Йойо отреагировал радостным смехом. Закудахтал, как довольная наседка, как будто мой вопрос ему очень понравился. Он немного поддался вперед и, уперев в колени локти, произнес значительно, подвигав бровями:

– Я им приснюсь, Бемби!

– Очень страшно! Они просто в штаны наложат!

Я не хотел его обидеть, но не мог удержаться от смеха. Впрочем, Йойо не обиделся, а захохотал вслед за мной. Отсмеявшись, я спросил, все же ситуация была не из приятных:

– И что, теперь так постоянно будет?

– Это вряд ли, – сказал он.
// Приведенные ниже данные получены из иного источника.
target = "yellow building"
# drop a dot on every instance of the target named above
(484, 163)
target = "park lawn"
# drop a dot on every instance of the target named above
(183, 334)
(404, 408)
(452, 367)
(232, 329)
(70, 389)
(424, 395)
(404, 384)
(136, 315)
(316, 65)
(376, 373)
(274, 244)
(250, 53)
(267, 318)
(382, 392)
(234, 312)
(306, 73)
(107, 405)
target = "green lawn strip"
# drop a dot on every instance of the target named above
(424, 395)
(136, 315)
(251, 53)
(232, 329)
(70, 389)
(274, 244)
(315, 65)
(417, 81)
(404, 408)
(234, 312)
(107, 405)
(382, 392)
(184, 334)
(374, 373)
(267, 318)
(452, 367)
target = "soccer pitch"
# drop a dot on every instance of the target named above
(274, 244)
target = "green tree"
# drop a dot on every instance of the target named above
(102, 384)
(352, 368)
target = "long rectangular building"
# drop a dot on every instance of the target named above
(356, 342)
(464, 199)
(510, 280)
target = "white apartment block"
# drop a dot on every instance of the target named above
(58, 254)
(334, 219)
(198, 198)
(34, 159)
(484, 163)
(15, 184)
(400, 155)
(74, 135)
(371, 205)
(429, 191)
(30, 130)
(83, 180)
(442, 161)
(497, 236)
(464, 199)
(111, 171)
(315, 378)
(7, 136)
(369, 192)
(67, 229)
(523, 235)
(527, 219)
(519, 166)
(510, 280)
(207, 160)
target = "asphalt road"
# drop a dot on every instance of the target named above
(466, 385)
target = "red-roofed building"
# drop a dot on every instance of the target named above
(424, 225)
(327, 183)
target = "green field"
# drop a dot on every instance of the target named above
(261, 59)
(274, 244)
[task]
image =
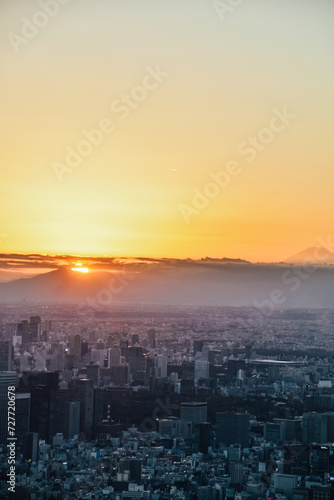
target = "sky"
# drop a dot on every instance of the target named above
(215, 127)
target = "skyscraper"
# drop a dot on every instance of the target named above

И, как ни странно, оказался прав. Прямые стычки после этого прекратились, хотя издевки за спиной и в лицо продолжались еще долго.

Ну а в свободное от налаживания добрососедских отношений время я знакомился с местностью, занимался в студии, торчал в парке, рисовал и пропитывался фантастической музыкальной аурой своего соседа.